On Categorical Data
December 6, 2023
Consider getting a useful first impression and understanding of a single column in a database table, (or a vector of values all of the same type). If there are only a few unique values in the column, say a dozen or less, then a frequency distribution is appropriate. We get an immediate, informative overview of the data, regardless of the type. This is easily displayed in a bar chart. Here we have the distribution of stints for major league baseball players in 2019. A stint is a period of time with a particular team. We can see that most players spent the entire season with one team, while 12 players played for 3 teams:
However, as the number of unique values grows, a frequency distribution becomes less and less useful. When every value is unique, the distribution degenerates into the entire original column catenated with a vector of 1's. For quantitative or temporal data, this problem is easily solved by grouping into bins or buckets, reducing the number of categories. Here we have the number of games played per player for 2019:
However, if the data is categorical, it is generally not possible to meaningfully group the data. One option is to produce a frequency distribution that shows only the top 10 (say) categories, grouping the remainder into an "other" category. This works well when there are many categories, and the categories are of varying sizes, keeping the "other" category relatively small:
If there are many categories and they are similar-sized, this breaks down. Here we have a distribution of the PlayerID
column, which is mostly unique, except for players that have done multiple stints in the season:
What, then, is to be done in the case of a categorical column with many evenly distributed unique values? If a frequency distribution is inadequate how about a frequency distribution of the frequency distribution? That is, a table displaying the number of values that occur once, the number of values that occur twice, the number of values that occur three times, etc.:
Value Occurs | Unique Count | Total Rows |
---|---|---|
Once | 1,264 | 1,264 |
Twice | 134 | 268 |
Three times | 12 | 36 |
Four times | 0 | 0 |
Five + | 0 | 0 |
Total | 1,410 | 1,568 |
This table is a much more useful first look at high-variance categorical data. For example, it is immediately apparent if the values are unique and suitable for a key column.
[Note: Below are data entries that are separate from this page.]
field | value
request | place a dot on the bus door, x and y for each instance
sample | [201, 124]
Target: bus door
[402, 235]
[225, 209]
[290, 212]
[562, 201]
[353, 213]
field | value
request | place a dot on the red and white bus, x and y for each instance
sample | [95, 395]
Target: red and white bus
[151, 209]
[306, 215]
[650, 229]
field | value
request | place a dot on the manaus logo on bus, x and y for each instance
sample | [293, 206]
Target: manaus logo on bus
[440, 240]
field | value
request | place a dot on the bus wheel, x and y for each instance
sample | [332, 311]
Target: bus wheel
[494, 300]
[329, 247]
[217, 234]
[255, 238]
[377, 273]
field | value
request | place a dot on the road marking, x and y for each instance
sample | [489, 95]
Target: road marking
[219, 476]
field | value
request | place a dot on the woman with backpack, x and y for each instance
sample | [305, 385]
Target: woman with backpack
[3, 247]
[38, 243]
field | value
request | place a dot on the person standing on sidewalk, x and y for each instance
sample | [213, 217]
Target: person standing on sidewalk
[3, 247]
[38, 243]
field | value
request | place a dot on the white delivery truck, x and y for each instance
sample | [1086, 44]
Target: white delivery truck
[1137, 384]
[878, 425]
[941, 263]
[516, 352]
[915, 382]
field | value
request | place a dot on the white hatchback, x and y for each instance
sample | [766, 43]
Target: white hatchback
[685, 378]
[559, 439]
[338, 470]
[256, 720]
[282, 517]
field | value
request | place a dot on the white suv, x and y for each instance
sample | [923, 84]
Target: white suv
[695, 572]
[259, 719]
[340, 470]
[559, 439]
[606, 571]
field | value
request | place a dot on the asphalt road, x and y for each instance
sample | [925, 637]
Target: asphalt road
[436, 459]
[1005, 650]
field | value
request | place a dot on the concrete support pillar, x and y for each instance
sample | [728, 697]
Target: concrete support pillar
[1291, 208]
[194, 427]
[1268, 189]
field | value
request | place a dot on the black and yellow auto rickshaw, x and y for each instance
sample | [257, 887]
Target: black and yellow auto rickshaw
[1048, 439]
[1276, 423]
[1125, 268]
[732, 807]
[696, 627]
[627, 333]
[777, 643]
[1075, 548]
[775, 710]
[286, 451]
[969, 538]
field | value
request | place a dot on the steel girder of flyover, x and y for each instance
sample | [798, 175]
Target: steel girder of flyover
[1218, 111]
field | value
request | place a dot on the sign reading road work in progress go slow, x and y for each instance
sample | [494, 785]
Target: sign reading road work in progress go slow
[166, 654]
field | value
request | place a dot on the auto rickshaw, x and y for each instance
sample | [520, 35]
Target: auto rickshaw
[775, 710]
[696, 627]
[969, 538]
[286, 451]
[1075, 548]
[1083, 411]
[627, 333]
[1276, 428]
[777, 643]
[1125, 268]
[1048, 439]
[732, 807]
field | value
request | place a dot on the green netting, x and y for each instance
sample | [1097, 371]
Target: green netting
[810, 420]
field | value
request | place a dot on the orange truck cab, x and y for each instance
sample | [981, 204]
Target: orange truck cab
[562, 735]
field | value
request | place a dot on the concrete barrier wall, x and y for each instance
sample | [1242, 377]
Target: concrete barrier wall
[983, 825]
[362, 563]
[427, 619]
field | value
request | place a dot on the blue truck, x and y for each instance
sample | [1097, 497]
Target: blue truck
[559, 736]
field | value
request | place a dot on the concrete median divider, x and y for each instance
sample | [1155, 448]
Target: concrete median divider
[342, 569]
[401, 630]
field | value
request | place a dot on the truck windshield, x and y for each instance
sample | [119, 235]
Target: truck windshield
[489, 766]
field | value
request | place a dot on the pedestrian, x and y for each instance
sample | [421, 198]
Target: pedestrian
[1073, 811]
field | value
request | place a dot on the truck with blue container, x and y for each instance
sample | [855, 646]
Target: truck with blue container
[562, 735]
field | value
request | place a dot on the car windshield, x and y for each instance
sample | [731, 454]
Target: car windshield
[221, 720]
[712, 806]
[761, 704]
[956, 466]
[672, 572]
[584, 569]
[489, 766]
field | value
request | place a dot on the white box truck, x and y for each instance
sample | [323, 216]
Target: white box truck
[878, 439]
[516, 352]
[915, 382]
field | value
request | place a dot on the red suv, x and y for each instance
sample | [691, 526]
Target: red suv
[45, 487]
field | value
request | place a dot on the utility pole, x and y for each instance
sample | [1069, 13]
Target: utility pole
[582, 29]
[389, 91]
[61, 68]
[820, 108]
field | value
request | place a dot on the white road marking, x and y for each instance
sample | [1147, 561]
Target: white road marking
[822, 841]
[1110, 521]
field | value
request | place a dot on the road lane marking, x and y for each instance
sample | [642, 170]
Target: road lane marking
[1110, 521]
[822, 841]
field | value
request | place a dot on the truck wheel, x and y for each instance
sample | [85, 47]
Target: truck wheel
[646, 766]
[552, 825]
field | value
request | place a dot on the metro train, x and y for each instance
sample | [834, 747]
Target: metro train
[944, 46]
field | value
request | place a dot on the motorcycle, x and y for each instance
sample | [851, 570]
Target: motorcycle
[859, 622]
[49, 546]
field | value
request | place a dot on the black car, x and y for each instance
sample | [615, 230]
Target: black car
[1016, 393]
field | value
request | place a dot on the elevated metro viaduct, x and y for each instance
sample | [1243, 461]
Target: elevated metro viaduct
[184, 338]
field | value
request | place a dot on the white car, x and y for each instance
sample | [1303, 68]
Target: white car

It is easy to identify outliers, that is duplicate values or triplicate values. Let's call this a second-order frequency distribution.
By inspection we can tell whether a first-order or second-order distribution will be more useful, and come up with some back-of-the-envelope algorithm to make the choice, which may well be sufficient. But is there a way to actually compute the variance of a categorical column and use that measure to determine what exactly is "high-variance" categorical data? That question and some APL code will be explored in a future post.